Stakeholder reactions — a snapshot (paraphrased)

  • Government voices emphasise that schemes are being finalised, pilots evaluated, and that ramp-up is planned for the next fiscal year.
  • Opposition and critics view the low spend as evidence of poor planning and point to a gap between budget rhetoric and delivery.
  • Experts caution that the problem is less about headline allocations and more about operational detail: outcomes measurement, trainer quality, and employer buy-in.
  • Beneficiaries — young jobseekers and trainees — report confusion about how to access internships and worry that certificates may not translate into real jobs.

What policymakers should consider now — practical recommendations

I believe urgency should guide both short-term fixes and longer-term reforms.
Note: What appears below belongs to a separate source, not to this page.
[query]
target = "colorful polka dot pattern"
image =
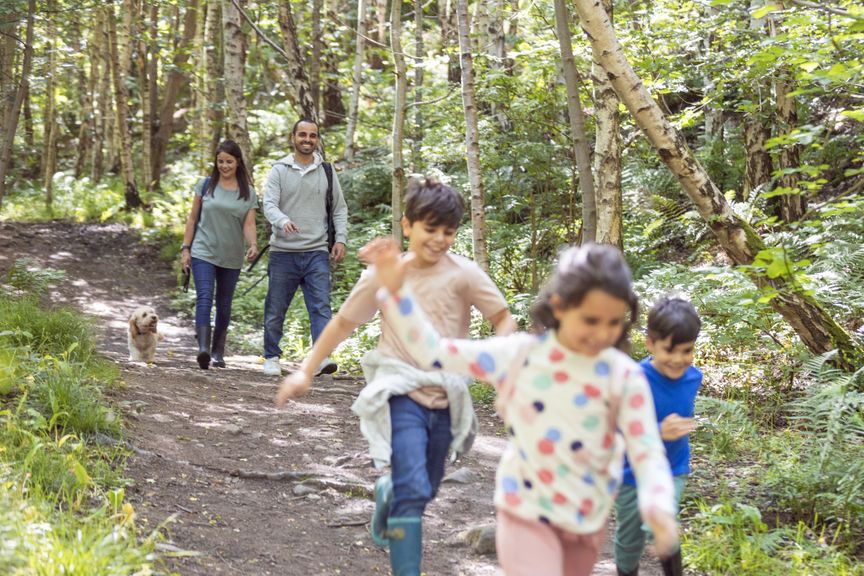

Short-term (next 12 months):

  • Fast-track clear operational guidelines and cut unnecessary approval steps so pilots can scale quickly.
  • Release outcome-linked tranches: fund only when milestones (placements, trainer recruitment, curriculum alignment) are met.
  • Incentivise employers to take interns through modest wage top-ups or social-security light carrots tied to verified hires.
  • Improve transparency: publish timely dashboards on spending, placements and absorptions to allow course correction.

Medium- to long-term:

  • Shift focus from quantity of certificates to quality of competency: longer, work-integrated courses and stronger apprenticeship models.
  • Invest in trainer training and curriculum modernization alongside ITI infrastructure upgrades.
  • Align skilling initiatives with demand signals from industry clusters and employment-linked incentive schemes.
  • Use digital tools and AI for scalable, personalised learning while mandating workplace assessments to certify real-world competence.

A final, personal note

I have argued before that skilling is not merely a spending exercise — it is an ecosystem problem that requires coordinated design, industry trust and relentless operational attention (Skills to gain Productivity — my earlier take). The FY26 spending data is a warning: large allocations without an equally large effort on execution risk turning good intentions into missed opportunity. For the millions of young people waiting for their chance, we can’t afford delays. We must move from promises to measurable outcomes — fast.